Umfrage: Mehrheit der Bürger sieht Ausländer nicht negativer als zuvor

Für das Bild von Ausländern in der Öffentlichkeit haben die Vorfälle von Köln offenbar relativ geringe Auswirkungen. Einer Forsa-Umfrage für RTL zufolge sieht eine Mehrheit der Bundesbürger Ausländer nicht negativer als zuvor. 60 Prozent der Befragten gaben an, ihre persönliche Einschätzung von Ausländern sei nicht kritischer geworden.

Übergriffe auf Ausländer in Köln

Und trotzdem gibt es jetzt Gewalt gegen Ausländer: Am Sonntagabend machten in Köln etwa 20 Männer, die Polizeiangaben zufolge aus dem Hooligan-Milieu stammen, Jagd auf Ausländer in der Domstadt und verletzten unter anderem sechs Pakistaner und einen Syrer. Die Stadtspitze verurteilte die Vorgänge umgehend. Oberbürgermeister Henriette Reker sprach in einer Reaktion von einem „ungeheuerlichen Vorgang“.

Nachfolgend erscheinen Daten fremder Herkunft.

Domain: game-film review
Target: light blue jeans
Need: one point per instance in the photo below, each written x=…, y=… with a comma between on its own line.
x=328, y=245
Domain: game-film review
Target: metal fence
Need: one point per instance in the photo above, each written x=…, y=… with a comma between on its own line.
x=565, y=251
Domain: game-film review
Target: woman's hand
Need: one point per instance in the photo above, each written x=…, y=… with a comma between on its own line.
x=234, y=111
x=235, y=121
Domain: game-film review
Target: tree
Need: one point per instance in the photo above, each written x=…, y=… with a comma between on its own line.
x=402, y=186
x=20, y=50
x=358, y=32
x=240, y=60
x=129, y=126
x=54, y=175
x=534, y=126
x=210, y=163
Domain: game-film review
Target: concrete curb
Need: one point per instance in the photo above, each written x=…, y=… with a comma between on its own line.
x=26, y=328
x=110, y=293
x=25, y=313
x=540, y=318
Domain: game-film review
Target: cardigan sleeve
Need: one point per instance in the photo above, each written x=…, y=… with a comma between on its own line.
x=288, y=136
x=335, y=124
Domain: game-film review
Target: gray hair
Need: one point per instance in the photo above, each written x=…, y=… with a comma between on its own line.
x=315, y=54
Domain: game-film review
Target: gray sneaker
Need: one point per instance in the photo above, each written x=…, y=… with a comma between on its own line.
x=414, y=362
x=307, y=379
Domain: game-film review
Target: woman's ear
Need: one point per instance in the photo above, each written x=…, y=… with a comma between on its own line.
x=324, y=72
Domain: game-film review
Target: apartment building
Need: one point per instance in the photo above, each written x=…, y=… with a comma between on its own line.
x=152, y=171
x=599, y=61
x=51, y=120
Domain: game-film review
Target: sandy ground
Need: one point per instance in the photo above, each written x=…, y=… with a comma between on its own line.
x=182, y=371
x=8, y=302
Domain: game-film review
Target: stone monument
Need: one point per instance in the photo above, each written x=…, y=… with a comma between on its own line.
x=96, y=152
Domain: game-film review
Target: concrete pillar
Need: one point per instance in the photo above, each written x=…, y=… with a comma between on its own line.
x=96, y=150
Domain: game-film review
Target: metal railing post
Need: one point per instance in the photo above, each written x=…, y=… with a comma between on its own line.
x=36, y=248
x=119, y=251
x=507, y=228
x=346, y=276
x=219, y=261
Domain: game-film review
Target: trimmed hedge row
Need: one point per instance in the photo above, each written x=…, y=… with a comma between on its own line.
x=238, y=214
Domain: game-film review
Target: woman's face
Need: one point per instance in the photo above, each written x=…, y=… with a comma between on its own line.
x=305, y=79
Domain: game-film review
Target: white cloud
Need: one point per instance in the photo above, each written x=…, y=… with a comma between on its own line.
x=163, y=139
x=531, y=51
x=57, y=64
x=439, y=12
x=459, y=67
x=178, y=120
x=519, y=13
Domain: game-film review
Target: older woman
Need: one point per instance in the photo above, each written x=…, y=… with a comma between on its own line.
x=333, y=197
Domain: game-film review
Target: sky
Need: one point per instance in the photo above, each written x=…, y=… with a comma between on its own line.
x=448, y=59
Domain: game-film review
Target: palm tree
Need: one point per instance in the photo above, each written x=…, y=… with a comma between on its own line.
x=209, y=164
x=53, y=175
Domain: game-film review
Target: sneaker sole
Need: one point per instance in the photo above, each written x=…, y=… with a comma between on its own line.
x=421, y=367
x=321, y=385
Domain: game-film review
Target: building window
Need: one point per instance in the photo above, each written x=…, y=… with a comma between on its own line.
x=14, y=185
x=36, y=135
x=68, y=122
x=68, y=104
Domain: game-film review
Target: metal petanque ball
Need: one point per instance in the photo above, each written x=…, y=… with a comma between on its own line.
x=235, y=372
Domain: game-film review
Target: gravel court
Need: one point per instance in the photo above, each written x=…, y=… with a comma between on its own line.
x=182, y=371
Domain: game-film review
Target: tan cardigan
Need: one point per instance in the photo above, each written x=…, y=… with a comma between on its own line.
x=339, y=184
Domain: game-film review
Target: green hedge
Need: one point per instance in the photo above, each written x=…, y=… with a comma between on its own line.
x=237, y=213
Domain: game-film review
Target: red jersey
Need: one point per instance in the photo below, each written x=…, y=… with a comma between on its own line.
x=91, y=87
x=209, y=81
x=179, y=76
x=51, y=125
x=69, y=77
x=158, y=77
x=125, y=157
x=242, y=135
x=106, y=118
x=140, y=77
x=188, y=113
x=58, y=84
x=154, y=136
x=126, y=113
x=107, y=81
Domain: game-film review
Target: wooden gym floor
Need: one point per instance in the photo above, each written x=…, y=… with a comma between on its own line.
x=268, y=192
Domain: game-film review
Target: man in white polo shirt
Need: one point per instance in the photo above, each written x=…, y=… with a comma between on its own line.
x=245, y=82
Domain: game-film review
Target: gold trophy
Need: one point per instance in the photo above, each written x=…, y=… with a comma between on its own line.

Paris-Attentäter kam aus NRW

Während in Köln gegen die möglichen Täter ermittelt wird, weist eine Spur aus Paris nach Nordrhein-Westfalen. Wie jetzt bekannt wurde, lebte der Islamist, der am 7. Januar beim Versuch, mit einem Beil und einer Bombenattrappe eine Polizeistation zu erstürmen, erschossen wurde, bis kurz vor seiner Tat in einem Asylbewerberheim in Recklinghausen – und war der deutschen Polizei offenbar bekannt. Anfang 2014 soll er in einer Kölner Disco Frauen sexuell belästigt haben. Anschließend sei er polizeilich erfasst worden, heißt es in dem Bericht. Noch kurz vor seiner vereitelten Tat in Paris war sein Handy nahe Köln geortet worden. Gegen den Mann, der unter dem Namen Walid Salihi registriert worden war, wurde seit Mai 2014 unter anderem wegen Verstoßes gegen das Waffengesetz, Rauschgifthandel, Diebstahl und Körperverletzung ermittelt. In seinen Hafträumen hatte er laut LKA zudem zwei selbstgemalte Zeichnungen von Flaggen der Terrormiliz Islamischer Staat (IS) angebracht.